For me it is a change of mind. I want my kids to see a world they can influence. I want to see a world I can influence. And that brings me to the guy from Toronto. Dave Meslin is his name and he calls himself a community choreographer but most would probably say ‘activist’. Whatever you call Dave he is a creative genius, in my mind. His vision is to be creative in his activism work rather than angry. He started by organizing permit-less street parties and painting his own bike lanes on Toronto streets. The result was a community of people who saw Toronto as a place they could change… as a place that was malleable. Whatever you think of his “radical” actions, what it does show is that the world we live in is malleable.

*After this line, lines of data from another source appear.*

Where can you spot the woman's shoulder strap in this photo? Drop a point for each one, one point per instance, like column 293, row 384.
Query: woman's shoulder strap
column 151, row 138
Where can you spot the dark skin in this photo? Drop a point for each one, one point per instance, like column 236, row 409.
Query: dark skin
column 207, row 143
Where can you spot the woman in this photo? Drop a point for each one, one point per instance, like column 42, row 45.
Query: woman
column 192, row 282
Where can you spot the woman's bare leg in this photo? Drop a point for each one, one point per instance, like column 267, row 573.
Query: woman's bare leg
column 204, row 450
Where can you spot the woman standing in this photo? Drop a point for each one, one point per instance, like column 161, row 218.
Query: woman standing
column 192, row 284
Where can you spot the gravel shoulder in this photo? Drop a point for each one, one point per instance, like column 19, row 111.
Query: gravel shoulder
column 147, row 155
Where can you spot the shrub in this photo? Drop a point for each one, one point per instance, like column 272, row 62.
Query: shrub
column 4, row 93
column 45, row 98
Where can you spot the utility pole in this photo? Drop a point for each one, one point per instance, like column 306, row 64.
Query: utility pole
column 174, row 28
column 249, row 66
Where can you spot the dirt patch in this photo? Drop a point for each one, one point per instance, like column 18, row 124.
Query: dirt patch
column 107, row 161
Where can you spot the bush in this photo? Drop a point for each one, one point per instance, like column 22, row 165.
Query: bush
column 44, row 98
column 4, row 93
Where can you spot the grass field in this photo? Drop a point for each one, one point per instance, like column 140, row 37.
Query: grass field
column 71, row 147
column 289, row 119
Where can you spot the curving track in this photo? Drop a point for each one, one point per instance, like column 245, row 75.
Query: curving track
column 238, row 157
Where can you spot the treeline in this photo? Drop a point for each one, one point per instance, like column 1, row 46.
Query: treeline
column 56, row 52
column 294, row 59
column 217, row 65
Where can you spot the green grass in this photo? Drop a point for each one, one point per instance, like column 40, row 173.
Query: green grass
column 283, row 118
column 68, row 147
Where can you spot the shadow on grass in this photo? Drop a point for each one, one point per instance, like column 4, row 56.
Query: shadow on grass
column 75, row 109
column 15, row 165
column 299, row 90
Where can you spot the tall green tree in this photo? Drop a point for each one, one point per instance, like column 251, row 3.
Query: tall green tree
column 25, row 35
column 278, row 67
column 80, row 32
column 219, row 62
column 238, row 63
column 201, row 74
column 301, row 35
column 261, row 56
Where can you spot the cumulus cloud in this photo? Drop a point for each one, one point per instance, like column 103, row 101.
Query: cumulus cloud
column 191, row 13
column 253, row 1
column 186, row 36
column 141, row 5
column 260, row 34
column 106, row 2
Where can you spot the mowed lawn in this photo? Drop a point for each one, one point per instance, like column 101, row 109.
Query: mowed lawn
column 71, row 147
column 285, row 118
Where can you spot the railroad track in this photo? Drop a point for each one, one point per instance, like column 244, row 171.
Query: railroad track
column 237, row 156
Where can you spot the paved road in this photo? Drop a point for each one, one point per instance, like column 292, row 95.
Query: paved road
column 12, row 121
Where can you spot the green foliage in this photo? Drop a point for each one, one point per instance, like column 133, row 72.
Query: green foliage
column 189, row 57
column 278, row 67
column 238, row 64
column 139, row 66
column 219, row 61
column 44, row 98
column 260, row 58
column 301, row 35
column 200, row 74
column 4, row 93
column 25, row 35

I think a community where public spaces are owned by the public is probably a more interesting place, if not a better place. So the Cromptons have decided to adopt the Alta Vista bus stop at the mailboxes. We went by today and unfortunately the sign has actually been ripped down… tough start. My hope is that in a couple months people will think of our bus stop as a great place to be! The love of my life and my eldest spent the morning making fun of my bus stop. “Maybe a free lemonade stand, or a coffee stand… best bus stop in Whistler”… they mock, but we’ll see who’s laughing in a couple months.
I hope a community like CC, actively taking care of their commons, will make it more likely that newcomers and serial garbage throwers will start to share that valuing of the commons. I am now convinced my home (Whistler) is malleable and interested people with a desire to make changes, can. Maybe, I’ll even be able to get my kids’ sh!t off the street!